Lumière de Çiva par Philippe De Georges

Tout doit être repris au départ à partir de l’opacité sexuelle (1)

Invité à commenter cette phrase de Lacan pour une réunion nationale d’Uforca, j’avais pris les chemins d’Angkor et Luang Prabang. C’était mon programme : je m’y étais donné rendez-vous depuis l’adolescence, après avoir lu chez Elie Faure des pages superbes sur les Apsaras et la grâce sensuelle de leur demi-nudité, contemporaine de notre art roman (2). J’avais rêvé aussi sur les errances de Malraux (3), essayant de saisir dans ses griffes de prédateur quelques divines danseuses, étreintes depuis des siècles par les lianes de la jungle à Banteay Srei.

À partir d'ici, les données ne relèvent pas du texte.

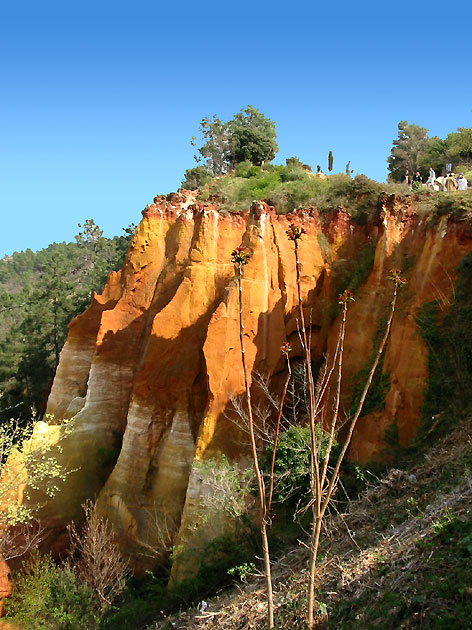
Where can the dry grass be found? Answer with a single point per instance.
(376, 545)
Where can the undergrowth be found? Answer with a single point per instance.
(290, 187)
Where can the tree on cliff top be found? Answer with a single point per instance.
(248, 136)
(407, 150)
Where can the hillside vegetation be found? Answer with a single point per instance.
(40, 292)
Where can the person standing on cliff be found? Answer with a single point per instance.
(462, 183)
(431, 178)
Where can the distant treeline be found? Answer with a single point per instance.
(40, 292)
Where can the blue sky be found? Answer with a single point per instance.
(98, 101)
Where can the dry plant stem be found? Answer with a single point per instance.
(314, 464)
(337, 397)
(260, 480)
(277, 431)
(332, 484)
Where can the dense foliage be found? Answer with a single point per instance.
(249, 135)
(293, 186)
(416, 151)
(40, 292)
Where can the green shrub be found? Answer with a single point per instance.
(292, 462)
(47, 597)
(448, 337)
(196, 177)
(246, 169)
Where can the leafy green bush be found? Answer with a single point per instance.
(292, 462)
(47, 597)
(448, 337)
(246, 169)
(196, 178)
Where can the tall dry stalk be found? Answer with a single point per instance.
(240, 257)
(322, 487)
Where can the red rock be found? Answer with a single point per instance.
(150, 367)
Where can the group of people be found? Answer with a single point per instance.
(448, 183)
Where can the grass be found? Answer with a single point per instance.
(290, 187)
(398, 557)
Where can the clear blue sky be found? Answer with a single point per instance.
(98, 100)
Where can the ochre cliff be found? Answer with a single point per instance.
(149, 369)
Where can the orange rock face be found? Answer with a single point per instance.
(150, 368)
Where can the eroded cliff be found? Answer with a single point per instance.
(150, 368)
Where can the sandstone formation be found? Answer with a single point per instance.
(149, 369)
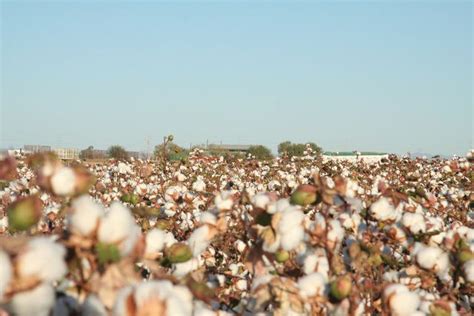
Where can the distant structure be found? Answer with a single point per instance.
(31, 149)
(67, 153)
(230, 148)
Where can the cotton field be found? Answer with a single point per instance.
(232, 236)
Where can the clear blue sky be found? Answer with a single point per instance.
(389, 76)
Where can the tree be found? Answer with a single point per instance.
(260, 152)
(172, 151)
(290, 149)
(117, 152)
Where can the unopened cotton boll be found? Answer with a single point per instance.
(199, 240)
(400, 300)
(92, 306)
(37, 301)
(6, 272)
(43, 258)
(415, 222)
(468, 268)
(63, 181)
(85, 216)
(311, 285)
(335, 234)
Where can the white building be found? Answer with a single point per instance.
(67, 153)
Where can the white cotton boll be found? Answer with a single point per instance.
(37, 301)
(208, 218)
(383, 210)
(199, 185)
(290, 218)
(85, 215)
(199, 240)
(415, 222)
(155, 241)
(401, 301)
(311, 285)
(116, 224)
(92, 306)
(273, 247)
(224, 201)
(63, 181)
(180, 177)
(181, 269)
(292, 238)
(432, 258)
(123, 168)
(278, 206)
(240, 245)
(261, 200)
(241, 285)
(44, 259)
(469, 270)
(316, 262)
(5, 272)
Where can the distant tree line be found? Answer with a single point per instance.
(291, 149)
(170, 151)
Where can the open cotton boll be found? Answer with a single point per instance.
(311, 285)
(155, 242)
(278, 206)
(415, 222)
(63, 181)
(291, 217)
(85, 215)
(432, 258)
(208, 218)
(199, 185)
(42, 258)
(400, 300)
(291, 239)
(118, 226)
(5, 272)
(181, 269)
(383, 210)
(92, 306)
(224, 201)
(199, 240)
(261, 200)
(37, 301)
(468, 268)
(316, 261)
(117, 223)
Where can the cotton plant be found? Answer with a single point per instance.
(219, 236)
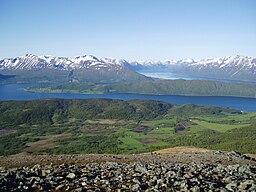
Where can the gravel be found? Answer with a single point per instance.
(209, 171)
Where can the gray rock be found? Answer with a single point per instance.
(71, 176)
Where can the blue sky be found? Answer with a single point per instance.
(130, 29)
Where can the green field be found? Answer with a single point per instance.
(59, 126)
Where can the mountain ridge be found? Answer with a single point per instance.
(229, 67)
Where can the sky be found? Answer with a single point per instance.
(128, 29)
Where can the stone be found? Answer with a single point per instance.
(71, 176)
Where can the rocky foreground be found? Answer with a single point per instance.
(191, 171)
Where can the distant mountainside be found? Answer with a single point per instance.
(230, 67)
(32, 68)
(156, 87)
(89, 68)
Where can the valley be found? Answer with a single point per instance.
(71, 126)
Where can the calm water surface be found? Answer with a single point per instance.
(15, 92)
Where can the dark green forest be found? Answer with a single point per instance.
(62, 126)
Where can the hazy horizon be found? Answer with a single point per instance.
(132, 30)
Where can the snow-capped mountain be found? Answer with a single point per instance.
(111, 69)
(229, 67)
(29, 62)
(87, 68)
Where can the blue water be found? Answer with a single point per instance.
(15, 92)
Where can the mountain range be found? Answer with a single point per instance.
(90, 68)
(32, 68)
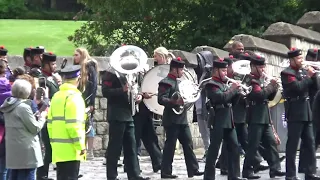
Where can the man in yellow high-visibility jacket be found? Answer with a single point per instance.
(66, 125)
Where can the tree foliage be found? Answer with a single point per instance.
(179, 24)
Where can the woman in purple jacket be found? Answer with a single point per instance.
(5, 91)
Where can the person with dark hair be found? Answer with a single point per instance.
(5, 92)
(175, 125)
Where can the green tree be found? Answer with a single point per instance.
(178, 24)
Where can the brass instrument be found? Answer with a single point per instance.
(129, 61)
(245, 90)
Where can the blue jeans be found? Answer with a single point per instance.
(22, 174)
(3, 169)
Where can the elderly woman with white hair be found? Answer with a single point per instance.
(23, 151)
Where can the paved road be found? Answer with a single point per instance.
(94, 170)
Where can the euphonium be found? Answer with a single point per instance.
(245, 90)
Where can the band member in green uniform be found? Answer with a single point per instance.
(296, 83)
(221, 122)
(27, 59)
(259, 120)
(311, 56)
(48, 67)
(175, 125)
(121, 127)
(36, 58)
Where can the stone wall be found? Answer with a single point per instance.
(274, 45)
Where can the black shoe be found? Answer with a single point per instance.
(278, 173)
(293, 178)
(45, 178)
(156, 168)
(260, 168)
(251, 176)
(282, 158)
(139, 178)
(223, 172)
(168, 176)
(237, 178)
(301, 170)
(195, 173)
(311, 177)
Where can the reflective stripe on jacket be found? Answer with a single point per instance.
(66, 124)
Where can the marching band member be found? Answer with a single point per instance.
(176, 126)
(3, 56)
(311, 56)
(259, 121)
(221, 122)
(121, 128)
(36, 58)
(296, 83)
(27, 59)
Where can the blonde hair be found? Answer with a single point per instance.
(85, 58)
(164, 53)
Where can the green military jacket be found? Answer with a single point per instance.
(296, 85)
(167, 87)
(221, 98)
(239, 108)
(51, 83)
(258, 111)
(119, 108)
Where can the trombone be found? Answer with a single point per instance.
(245, 90)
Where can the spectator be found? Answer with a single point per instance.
(23, 152)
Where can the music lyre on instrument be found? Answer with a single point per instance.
(129, 60)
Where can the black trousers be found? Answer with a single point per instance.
(68, 170)
(182, 133)
(44, 170)
(303, 130)
(121, 134)
(217, 134)
(257, 134)
(242, 135)
(145, 131)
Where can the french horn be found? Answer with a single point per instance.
(128, 61)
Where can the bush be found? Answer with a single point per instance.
(12, 9)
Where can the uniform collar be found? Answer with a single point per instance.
(217, 79)
(171, 76)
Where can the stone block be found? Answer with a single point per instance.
(97, 143)
(282, 32)
(254, 43)
(98, 115)
(102, 128)
(217, 53)
(103, 103)
(310, 20)
(99, 91)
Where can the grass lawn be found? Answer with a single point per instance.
(53, 35)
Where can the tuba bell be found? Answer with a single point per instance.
(128, 61)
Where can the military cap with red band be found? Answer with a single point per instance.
(229, 60)
(294, 52)
(220, 63)
(312, 53)
(177, 63)
(3, 51)
(49, 57)
(37, 50)
(258, 60)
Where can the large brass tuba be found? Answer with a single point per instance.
(128, 61)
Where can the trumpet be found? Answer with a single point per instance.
(245, 90)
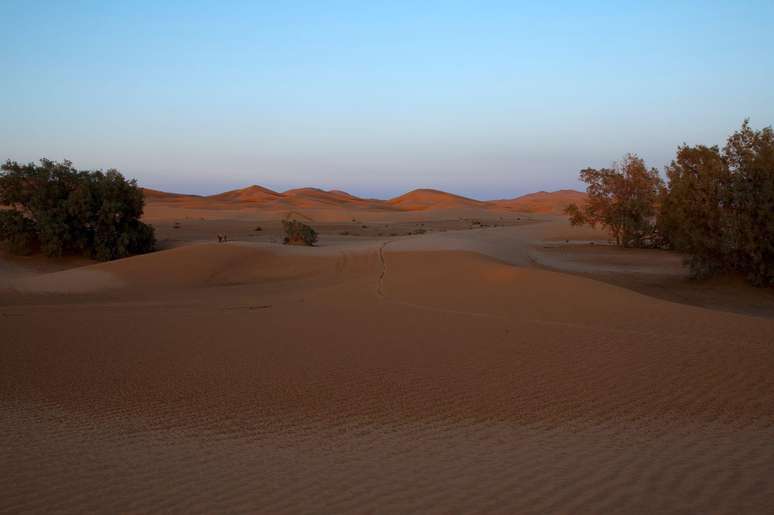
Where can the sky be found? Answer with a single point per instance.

A présent, j’avais là, sous les yeux, cette sorte de nouage aporétique entre ruine et racine, qui ne fait pas seulement signe d’une sorte de liaison pulsionnelle, d’intrication d’Eros et Thanatos. La ruine témoigne pour l’homme ; mais elle dit aussi que son œuvre est périssable. Elle persiste pourtant, et même réduite à cet état, elle émeut et bouleverse, satisfait l’esprit tout en touchant le corps. Elle le fait même plus sous cette forme délabrée, qu’à l’heure où triomphaient les ors et la vanité des rois, par le sang et la sueur des esclaves. Poétique des ruines, diraient à l’unisson, ou presque, Diderot et Bachelard. Jouissance, donc, que nous procure cette présence humaine menacée, puisque toute civilisation est mortelle, et renaissance inépuisable dont ces racines sont indice, puisque “toute théorie est grise, mais (que) l’arbre de la vie renait toujours (4)”. Ces rejets de vie sont à la fois répulsion (de l’homme et de sa trace, par la nature) et relance : les Banians brisent les temples aussi sûrement qu’ils en tiennent les murs debout, comme Çiva elle-même détruit et régénère. La jungle n’a rien d’un vert paradis…

Sur les rives du Mékong, les temples vivants et florissant de Luang Prabang m’avaient donné à voir d’autres figures, qui loin de résoudre l’énigme et de dissiper l’opacité susdite, ne faisaient que les redoubler : ici, un Bouddha indéniablement androgyne, comme Lacan a pu le décrire, le regard mi-clos sous sa paupière baissée ; là, vendant les billets d’entrée un surprenant transsexuel… La sagesse de Bouddha, mirage d’une élision de la castration, trouvait son pendant dérisoire dans l’impasse vivante d’une lady-boy de rencontre.

Si j’avais cru que l’Asie me dirait le fin mot de l’affaire, j’en aurai été pour mes frais : la connaissance est trompeuse et c’est bien ce constat qui conduit Lacan à dire que « tout doit être repris au départ à partir de l’opacité sexuelle ». Il valait mieux faire retour au texte, à la lettre. Il y a longtemps que l’Orient a livré son secret : sa lumière n’éclaire pas mieux les embrouilles, où se débat le parlêtre, que notre propre tradition. Le mot manque, ici comme là, de structure, et …

« le jour n’est (toujours) pas levé (5) ».

Philippe De Georges vous invite à poursuivre le voyage, avec un petit film, associé à sa Chronique, en cliquant ici.

(1) Jacques Lacan,  Le Séminaire, Livre XXIII, « Le sinthome », Leçon du 13 janvier 1976, 2005, p.64.

(2) Elie Faure, Histoire de l’art, Le livre de poche, 1964.

(3) André Malraux : La voie royale, Editions Gallimard, La Pléiade, Œuvres complètes, tome I, 1989.

(4) Ibid.

(5) Jacques Lacan, Le séminaire, Livre XIX, « …Ou pire » , Le seuil,  2011, p.33.